On this basis the BT agreed to join the TAIC and to take a place on the steering committee. On this basis the TAIC organized what proved to be a successful demonstration of some three hundred people against U.S. contra funding on 2 February. The comrades of the BT did half the work for this demonstration—comrades of the ASA did the other half. At the demonstration both organizations, as well as the Jenny Green Brigade and Canadian Action for Nicaragua, spoke and put forward their own distinctive positions within the framework of their common opposition to Reagan’s contra terrorists.
At the 10 February meeting of the TAIC, under an agenda point where the 2 February demonstration was to be discussed, comrade Barry W. of the ASA abruptly proposed to scrap the united-front organizational framework of the coalition which had been agreed to on 9 December. The comrades of the BT protested this undemocratic procedure and proposed that consideration of such a sweeping change should be postponed to a future meeting of the coalition to permit time for discussion and consideration. This proposal was voted down and a round of discussion ensued.

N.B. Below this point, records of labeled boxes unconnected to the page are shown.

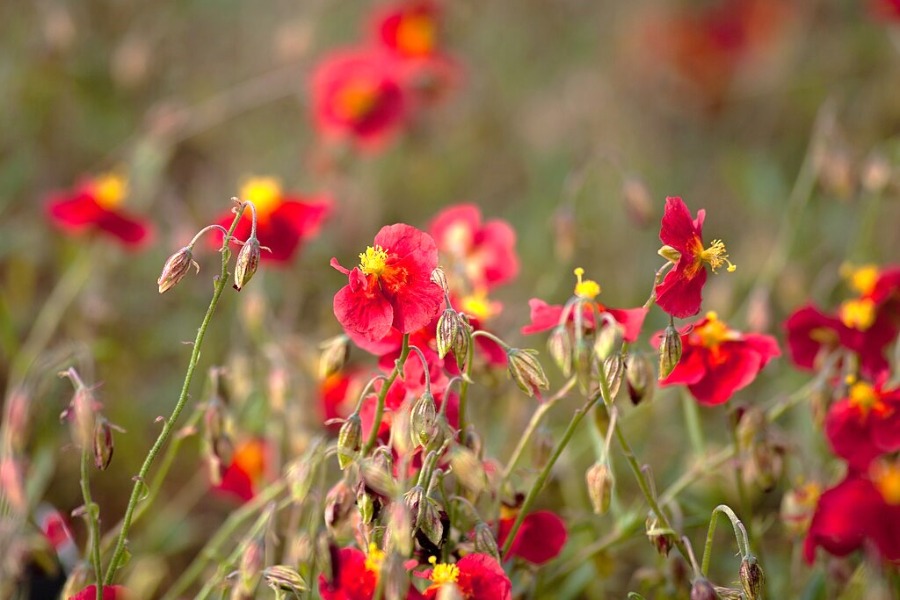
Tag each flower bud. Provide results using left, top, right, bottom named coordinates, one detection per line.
left=585, top=462, right=613, bottom=515
left=409, top=391, right=437, bottom=446
left=337, top=413, right=362, bottom=471
left=319, top=334, right=350, bottom=381
left=156, top=246, right=200, bottom=294
left=234, top=236, right=261, bottom=291
left=659, top=325, right=681, bottom=381
left=506, top=348, right=550, bottom=396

In the discussion a number of vulgar anti-communist sentiments were expressed by Noni and David, two ASA allies (now TAIC steering committee members). ASA spokesperson Barry W. argued in essence that permitting Marxist groups to speak from the platform at TAIC events would be a mistake as it would alienate liberals—thereby narrowing the appeal of an anti-intervention movement. If the TAIC survives, we expect that various honored guests will be invited who will use it as a platform to promote things like the “Arias Plan”—a measure by which the Democratic Party and the Central American bourgeoisies plan to strangle the Nicaraguan revolution and stabilize capitalist rule in the region.
The reversal of the guarantees of the right to independent expression of Marxist politics within the TAIC represents its reversion into a reformist propaganda bloc which will doubtless once again seek to “pressure the Canadian government” and argue that “social justice, not communism is the issue” in Central America. It is therefore impossible for the Bolshevik Tendency to continue to participate in the TAIC.